For long haul aircraft like a 787-10 with the GEnx engines, 44,000 cycles at 10,240km/cycle with 6.12kg of fuel used per km of flight at $0.80 per kg for fuel means that the total spent of fuel during the life of the aircraft is over $2.26 billion, or roughly 8x the list price of the aircraft.
Neither 0.8x-1.25x nor 8x are "2-3x". Looking at financial reports, for no US airline does it even average out to 2-3x.
But those were fuel prices 3 years ago, today they're half that.
Tomorrow they might be double.
All of this ignores the fact that "the planes themselves are..." doesn't limit the dollar amount to the initial purchase cost.

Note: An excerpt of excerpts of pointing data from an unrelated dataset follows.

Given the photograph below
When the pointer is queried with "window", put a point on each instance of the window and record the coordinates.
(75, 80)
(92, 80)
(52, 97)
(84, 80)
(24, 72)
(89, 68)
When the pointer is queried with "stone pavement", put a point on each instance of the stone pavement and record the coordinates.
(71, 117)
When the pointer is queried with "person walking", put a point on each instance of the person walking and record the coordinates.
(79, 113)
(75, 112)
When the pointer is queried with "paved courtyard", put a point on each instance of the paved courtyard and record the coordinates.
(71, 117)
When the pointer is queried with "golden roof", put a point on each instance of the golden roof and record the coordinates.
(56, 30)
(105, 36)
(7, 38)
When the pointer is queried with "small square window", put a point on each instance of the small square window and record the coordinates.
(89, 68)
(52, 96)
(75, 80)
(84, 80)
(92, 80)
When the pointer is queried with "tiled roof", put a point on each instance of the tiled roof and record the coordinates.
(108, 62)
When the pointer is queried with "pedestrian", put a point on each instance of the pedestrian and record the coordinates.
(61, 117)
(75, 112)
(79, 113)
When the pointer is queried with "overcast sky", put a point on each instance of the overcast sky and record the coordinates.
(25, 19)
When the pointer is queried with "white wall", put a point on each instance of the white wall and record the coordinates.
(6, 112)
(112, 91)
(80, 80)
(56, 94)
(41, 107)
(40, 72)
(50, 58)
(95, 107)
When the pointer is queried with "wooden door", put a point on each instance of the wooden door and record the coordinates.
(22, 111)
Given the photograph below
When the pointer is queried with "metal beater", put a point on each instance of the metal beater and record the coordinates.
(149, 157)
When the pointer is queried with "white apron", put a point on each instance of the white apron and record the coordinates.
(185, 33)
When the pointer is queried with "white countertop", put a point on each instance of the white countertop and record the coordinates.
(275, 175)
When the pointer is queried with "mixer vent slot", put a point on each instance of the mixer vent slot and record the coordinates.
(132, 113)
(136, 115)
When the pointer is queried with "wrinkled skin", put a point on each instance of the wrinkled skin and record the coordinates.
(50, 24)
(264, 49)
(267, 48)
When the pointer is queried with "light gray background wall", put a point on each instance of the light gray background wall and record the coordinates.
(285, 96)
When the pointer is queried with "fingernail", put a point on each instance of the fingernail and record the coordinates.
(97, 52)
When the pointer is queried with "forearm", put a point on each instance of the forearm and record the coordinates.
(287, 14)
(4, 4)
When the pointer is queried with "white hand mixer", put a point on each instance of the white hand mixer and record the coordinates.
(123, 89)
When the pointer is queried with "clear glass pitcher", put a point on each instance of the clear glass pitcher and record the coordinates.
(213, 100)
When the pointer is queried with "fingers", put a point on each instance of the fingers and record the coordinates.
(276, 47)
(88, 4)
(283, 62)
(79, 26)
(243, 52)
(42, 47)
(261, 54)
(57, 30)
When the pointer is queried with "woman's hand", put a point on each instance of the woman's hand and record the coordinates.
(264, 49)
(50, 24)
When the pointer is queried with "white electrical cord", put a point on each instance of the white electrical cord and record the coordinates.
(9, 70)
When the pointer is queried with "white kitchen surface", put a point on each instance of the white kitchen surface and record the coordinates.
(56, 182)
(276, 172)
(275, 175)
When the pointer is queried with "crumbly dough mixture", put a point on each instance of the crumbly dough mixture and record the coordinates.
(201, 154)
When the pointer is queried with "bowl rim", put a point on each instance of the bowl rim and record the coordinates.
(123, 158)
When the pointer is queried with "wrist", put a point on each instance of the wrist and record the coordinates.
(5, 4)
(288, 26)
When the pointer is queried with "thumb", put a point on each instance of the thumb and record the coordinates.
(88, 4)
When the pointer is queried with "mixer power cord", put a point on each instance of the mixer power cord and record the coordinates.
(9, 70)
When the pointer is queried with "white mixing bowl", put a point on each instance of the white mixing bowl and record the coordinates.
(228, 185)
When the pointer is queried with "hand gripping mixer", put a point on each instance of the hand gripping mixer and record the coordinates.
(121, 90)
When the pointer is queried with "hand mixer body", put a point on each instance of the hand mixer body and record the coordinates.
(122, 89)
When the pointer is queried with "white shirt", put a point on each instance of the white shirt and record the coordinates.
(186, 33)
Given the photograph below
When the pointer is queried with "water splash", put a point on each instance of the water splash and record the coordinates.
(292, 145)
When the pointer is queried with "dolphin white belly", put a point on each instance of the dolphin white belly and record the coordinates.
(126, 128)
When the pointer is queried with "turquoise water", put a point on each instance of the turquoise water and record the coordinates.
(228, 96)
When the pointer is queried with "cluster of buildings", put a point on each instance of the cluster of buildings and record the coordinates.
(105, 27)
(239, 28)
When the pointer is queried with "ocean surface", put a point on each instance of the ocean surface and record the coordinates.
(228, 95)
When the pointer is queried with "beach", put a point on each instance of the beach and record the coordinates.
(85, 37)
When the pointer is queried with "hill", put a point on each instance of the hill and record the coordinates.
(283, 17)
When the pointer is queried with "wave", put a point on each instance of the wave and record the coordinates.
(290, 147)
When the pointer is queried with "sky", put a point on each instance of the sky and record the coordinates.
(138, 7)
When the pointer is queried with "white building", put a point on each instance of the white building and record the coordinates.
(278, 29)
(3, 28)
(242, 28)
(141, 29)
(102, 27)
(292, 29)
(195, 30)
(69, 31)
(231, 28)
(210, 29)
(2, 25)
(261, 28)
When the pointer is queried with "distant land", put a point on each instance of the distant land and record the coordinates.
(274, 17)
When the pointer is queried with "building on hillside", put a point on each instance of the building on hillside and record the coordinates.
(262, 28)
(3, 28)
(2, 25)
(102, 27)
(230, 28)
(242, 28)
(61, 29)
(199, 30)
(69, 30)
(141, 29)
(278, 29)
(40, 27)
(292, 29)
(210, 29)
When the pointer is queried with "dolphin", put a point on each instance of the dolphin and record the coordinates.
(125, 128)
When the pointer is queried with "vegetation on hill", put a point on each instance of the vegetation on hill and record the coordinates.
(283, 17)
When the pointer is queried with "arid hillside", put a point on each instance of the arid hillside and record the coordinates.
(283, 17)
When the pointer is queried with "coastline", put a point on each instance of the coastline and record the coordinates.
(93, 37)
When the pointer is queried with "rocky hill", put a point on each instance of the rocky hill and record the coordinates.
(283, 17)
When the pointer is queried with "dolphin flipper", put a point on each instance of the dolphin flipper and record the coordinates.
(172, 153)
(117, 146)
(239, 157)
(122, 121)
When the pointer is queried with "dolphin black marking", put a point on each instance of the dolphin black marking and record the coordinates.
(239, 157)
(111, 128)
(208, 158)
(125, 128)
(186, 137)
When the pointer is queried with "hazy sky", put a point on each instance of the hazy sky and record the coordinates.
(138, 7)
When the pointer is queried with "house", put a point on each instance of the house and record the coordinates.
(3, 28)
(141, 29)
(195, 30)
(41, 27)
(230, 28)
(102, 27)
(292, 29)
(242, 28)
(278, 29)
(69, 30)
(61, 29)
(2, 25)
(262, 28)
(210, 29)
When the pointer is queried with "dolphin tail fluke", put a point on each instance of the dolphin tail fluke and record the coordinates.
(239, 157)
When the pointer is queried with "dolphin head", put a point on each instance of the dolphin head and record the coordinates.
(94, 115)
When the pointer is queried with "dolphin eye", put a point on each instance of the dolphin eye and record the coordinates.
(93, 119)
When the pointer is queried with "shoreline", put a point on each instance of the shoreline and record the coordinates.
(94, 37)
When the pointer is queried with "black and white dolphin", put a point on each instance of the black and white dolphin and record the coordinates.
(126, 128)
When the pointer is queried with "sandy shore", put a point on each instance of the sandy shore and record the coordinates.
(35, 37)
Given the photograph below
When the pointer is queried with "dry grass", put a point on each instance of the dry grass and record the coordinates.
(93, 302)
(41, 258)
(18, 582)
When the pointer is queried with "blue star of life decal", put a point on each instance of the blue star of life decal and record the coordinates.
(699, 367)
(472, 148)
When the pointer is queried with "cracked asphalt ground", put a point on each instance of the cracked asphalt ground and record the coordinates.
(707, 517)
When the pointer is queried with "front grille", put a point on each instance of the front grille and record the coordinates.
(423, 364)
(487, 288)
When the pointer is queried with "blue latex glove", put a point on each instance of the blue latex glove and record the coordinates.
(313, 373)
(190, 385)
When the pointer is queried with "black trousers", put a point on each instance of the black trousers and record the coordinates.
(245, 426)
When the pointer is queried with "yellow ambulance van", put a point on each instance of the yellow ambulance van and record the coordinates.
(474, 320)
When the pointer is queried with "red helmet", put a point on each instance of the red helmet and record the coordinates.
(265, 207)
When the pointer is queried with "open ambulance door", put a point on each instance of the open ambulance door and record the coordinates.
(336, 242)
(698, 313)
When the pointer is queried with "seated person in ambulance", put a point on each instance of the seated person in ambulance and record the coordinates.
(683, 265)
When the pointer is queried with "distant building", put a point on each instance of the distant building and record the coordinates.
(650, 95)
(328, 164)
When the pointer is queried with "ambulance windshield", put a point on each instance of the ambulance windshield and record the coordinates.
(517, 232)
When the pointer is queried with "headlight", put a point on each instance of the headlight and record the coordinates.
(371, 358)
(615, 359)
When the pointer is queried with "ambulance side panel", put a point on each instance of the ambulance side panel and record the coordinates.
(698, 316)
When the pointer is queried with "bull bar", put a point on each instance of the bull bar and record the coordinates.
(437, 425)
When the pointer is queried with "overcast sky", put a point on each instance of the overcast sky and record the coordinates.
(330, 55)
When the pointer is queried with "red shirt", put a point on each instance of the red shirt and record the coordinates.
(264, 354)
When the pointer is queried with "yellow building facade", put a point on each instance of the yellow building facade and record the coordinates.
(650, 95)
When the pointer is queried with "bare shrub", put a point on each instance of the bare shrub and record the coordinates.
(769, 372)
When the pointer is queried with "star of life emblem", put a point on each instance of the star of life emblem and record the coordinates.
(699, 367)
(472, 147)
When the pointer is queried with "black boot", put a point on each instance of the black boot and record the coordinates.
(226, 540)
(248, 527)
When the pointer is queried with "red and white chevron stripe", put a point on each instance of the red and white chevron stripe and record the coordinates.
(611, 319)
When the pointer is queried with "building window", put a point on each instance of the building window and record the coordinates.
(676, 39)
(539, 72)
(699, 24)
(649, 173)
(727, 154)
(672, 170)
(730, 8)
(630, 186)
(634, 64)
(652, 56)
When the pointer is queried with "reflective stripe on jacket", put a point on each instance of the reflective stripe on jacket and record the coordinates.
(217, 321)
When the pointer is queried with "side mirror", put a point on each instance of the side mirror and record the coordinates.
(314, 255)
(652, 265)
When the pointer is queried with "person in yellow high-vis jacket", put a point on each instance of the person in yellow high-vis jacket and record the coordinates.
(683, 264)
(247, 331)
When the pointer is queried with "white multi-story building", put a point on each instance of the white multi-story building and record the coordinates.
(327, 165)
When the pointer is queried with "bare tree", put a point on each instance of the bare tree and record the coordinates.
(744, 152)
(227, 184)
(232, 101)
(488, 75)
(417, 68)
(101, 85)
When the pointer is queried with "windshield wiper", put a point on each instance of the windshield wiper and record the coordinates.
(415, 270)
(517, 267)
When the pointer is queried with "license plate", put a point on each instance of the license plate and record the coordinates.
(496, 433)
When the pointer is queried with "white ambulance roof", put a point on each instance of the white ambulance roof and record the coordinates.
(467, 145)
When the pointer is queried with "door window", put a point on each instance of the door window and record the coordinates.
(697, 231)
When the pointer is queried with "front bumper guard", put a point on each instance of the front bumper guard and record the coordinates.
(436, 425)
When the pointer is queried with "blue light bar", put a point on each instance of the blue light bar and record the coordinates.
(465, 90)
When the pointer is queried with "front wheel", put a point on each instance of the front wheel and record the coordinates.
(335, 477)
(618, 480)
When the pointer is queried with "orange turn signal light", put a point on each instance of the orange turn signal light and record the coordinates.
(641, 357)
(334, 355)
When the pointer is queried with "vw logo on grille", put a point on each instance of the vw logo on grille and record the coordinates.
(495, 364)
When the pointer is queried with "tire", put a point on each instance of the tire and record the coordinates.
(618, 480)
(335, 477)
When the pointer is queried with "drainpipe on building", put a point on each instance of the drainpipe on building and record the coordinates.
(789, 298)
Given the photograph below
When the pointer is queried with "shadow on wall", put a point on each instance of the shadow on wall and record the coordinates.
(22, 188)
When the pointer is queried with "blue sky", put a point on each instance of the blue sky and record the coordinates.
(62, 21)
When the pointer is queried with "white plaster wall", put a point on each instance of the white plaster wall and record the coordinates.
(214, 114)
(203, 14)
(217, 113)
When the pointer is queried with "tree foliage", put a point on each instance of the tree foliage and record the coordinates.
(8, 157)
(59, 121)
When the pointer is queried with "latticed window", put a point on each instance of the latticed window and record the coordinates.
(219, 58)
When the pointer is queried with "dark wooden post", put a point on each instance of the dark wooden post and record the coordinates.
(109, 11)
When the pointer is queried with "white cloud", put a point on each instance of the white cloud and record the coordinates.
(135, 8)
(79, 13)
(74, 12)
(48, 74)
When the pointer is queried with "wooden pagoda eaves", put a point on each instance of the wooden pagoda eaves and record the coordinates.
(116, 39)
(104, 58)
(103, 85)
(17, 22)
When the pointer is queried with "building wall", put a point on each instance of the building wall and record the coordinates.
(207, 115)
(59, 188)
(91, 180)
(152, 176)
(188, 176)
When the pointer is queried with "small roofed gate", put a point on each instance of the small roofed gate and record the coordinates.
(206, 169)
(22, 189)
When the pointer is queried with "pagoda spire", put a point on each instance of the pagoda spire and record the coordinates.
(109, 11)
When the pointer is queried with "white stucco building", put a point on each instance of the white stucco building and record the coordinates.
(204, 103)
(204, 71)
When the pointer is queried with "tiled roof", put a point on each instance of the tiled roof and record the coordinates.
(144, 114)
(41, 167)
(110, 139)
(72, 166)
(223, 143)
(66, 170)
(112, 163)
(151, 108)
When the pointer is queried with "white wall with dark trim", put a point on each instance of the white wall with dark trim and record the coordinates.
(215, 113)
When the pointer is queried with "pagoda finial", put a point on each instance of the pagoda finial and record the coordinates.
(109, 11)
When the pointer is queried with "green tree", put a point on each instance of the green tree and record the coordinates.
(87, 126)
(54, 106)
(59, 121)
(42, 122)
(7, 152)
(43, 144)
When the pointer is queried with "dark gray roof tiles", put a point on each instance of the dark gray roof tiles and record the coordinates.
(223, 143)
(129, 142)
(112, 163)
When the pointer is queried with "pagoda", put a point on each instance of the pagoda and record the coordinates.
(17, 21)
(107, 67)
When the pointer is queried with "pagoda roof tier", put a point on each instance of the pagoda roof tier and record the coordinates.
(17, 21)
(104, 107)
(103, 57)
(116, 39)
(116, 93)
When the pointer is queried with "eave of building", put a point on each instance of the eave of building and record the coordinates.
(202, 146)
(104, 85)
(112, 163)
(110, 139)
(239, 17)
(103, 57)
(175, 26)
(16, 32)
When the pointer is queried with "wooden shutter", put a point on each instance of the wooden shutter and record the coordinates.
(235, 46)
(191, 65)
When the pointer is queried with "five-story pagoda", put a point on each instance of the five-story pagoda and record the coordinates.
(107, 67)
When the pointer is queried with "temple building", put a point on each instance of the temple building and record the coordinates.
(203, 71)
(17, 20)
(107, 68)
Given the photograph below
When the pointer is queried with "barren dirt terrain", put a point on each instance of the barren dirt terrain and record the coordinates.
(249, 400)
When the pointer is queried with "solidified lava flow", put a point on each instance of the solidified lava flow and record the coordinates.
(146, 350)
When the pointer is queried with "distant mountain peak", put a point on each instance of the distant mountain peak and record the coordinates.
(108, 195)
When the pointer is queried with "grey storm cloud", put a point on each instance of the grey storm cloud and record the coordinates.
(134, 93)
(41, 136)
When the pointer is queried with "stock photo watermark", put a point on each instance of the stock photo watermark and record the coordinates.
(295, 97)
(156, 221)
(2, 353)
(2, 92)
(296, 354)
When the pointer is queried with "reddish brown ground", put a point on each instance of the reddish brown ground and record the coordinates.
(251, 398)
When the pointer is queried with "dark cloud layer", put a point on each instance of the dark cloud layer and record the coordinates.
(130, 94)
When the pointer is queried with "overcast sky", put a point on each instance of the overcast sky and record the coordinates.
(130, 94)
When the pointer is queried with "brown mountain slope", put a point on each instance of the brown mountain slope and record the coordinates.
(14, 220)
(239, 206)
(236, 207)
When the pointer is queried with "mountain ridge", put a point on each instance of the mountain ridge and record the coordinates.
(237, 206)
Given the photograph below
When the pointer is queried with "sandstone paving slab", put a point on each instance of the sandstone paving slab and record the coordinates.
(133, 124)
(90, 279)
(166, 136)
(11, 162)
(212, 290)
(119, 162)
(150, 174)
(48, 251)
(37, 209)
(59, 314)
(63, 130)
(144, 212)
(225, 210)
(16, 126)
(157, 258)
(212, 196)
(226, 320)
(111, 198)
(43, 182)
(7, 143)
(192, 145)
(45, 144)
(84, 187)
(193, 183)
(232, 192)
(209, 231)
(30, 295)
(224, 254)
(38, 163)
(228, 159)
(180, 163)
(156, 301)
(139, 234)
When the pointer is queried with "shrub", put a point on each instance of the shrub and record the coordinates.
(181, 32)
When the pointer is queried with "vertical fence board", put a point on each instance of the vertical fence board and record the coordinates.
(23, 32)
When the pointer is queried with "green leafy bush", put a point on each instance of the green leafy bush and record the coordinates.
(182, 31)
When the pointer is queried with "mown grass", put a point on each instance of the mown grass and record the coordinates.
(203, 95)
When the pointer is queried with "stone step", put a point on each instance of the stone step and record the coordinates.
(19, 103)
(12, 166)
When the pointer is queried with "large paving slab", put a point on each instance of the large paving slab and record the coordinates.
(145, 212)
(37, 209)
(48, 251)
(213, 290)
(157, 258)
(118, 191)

It also ignores the fact that some aircraft are leased, and others are major capital expenditures so the total costs for the same aircraft at the same company can vary greatly. Airlines typically report the "cost" of their aircraft as CASM-ex, or cost per available seat mile excluding fuel so the "price" of an airplane over its lifetime is CASM-ex + fuel and fuel is currently around 25% of the CASM-ex of the three largest US airlines.
Every single aircraft type has different costs that can vary widely.
A useful non-bullshit response from an A"I" would start with "For what kind of aircraft?"
> A useful non-bullshit response from an A"I" would start with "For what kind of aircraft?"
FWIW, I gave ChatGPT the size of aircraft as discussed in the OP article. But I didn't grill it for details, just wanted a general idea if the article's statement was even close to accurate.
I was hoping someone would come along and bring more nuance and knowledge to the discussion. So, thanks. :)
The domestic passenger airline industry in the US is already in trouble. With the drop in travel thanks to the administration's antics and tariffs on foreign goods, expect serious turbulence.